My more general question is how much faster would the BVH build need to be to make the binary dump option irrelevant (on machines with a low core count)? Would a 1.5x be enough, or a 2x or even more?

For the bigger models. let's say 10-300+ million triangles is actually relatively easy to get a ~1.5x speed-up, if one is willing to sacrifice BVH quality a bit and can subdivide the scene into multiple objects. In this case the two-level BVH builder is significantly faster than building a single BVH over the entire scene. One needs however the latest Embree 2.16.x for this. I can provide more details if anyone is interested.

Btw: Is your typical machine setup also a 4-core machine or do you use machines with a higher core count?

Thanks.

Anteru commented 7 years ago

The other part of the story is the extra memory used to build the tree. If that can be taken out of the equation, machines which are not powerful enough to build the BVH can still display data generated elsewhere. For me the main issue is that I have lots of time during import/data preparation, but little control over the viewing environment, so the less memory/CPU time I need there, the better. And unfortunately a lot of people are using notebooks which don't come with dual-socket EPYC :( I'll shoot you an email with the details once I have done some more measurements.

cbenthin commented 7 years ago

Did you try the scene COMPACT flag? This mode will not use any temporary data during BVH build. Sven added this very useful feature a couple of versions ago.

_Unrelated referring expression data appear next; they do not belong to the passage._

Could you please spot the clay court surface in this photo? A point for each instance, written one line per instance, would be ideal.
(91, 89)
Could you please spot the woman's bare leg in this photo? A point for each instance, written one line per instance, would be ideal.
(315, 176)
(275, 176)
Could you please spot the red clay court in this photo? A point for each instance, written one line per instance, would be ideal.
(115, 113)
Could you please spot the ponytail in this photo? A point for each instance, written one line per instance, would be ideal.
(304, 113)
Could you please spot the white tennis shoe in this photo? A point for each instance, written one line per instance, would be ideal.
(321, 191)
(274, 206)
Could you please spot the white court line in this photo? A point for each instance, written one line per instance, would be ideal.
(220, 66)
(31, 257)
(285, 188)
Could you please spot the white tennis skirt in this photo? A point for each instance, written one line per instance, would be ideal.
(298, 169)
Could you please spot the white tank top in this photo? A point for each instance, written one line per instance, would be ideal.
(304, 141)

Granted, 2-4 core notebook systems might not be our typical customer setup so we haven't had this "BVH build on low-core system" issue on our radar. Therefore, I really would like to know more details on your setup and use case. Looking forward to your email.

cbenthin commented 7 years ago

Based on some off-line discussion with Anteru I would say the initial BVH build performance using a two-level BVH (+ fast BVH builders per object + using triangle-pairs instead of triangles) is sufficiently high enough even on a low-end 4-core CPU so that loading a pre-stored BVH is very unlikely to provide further improvement in initial BVH build time. However, we'll probably look into reducing memory consumption for the BVH even further in a future version of Embree. I'll close this issue for now.